Despite these many crimes, the U.S. government has hardly uttered a protest. All we have done is issue the occasional Senate resolution bemoaning the problem. The only members of Congress who have spoken out are religious conservatives with links to evangelical religious groups that have been the targets of religious persecution in China. Aside from these few, the Democrats and mainstream Republicans have made a very poor showing. The issue deserves more vigorous attention than this. Not only is this an offense against human dignity, but also an impediment to social and political reform in China.

Politicians and academics are very fond of talking about fostering civil society to help create democracy and better societies; these churches have developed a vigorous and dynamic social network among their members despite the persecution of the government. Unlike political organizations that would surely be quickly and viciously squashed by the state, these churches present no clear threat to the government and could be the start of a much more vigorous civil society in China.

As in so many other things, a glance at Taiwan undercuts many of the Chinese government's arguments. Taiwan has consistently received unqualified praise in State department reports on religious freedom; independent religion has not somehow hurt patriotism or brought the country under the subtle influence of the Vatican, nor has Christianity displaced traditional religion.

Many have been reluctant to aggravate America's relationship with China by confronting the Chinese government.
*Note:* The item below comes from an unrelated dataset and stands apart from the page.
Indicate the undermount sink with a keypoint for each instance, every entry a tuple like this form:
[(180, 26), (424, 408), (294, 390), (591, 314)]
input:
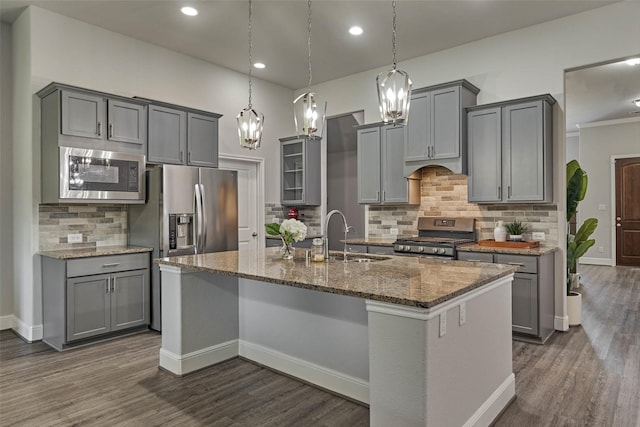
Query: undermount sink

They argue that a confrontational stance would create antagonism that will prevent cooperation between the two countries. But religious freedom is not a core issue for the Chinese government. There is little to be gained by taking a firm and proud moral stance on democracy in China or Tibetan independence because the regime has so much tied up with those issues. But the mistreatment of Christians is not fundamental to the government's identity, nor does it present a clear and worrying danger as democratic reform would.

It is a peripheral issue, and by applying pressure the U.S. can make it clear that there is much to be lost by denying religious freedom, especially considering how little the Chinese government gains through their repression. The recent WTO negotiations would have been an ideal opportunity for the U.S. to make its feelings clear and link them to China's economic interests, instead of merely trying to exact concessions for well-connected economic sectors.

China's recent snub to the Vatican is a timely reminder of the Chinese government's unacceptable record on religious freedom, and it is an issue where the U.S. can actually have an impact. It is time for the U.S. to take a more vocal and vigorous stand to protect the rights and dignity of the religiously observant in China. In Imperial China, the government was at times open to and interested in the ideas of Jesuit missionaries; the U.S. must use its influence to move China's current government towards this tradition of tolerance and away from the cheap excuse of nationalism it now uses to rationalize repression.

Charles C. DeSimone '01 is a Crimson editor living in Dunster House.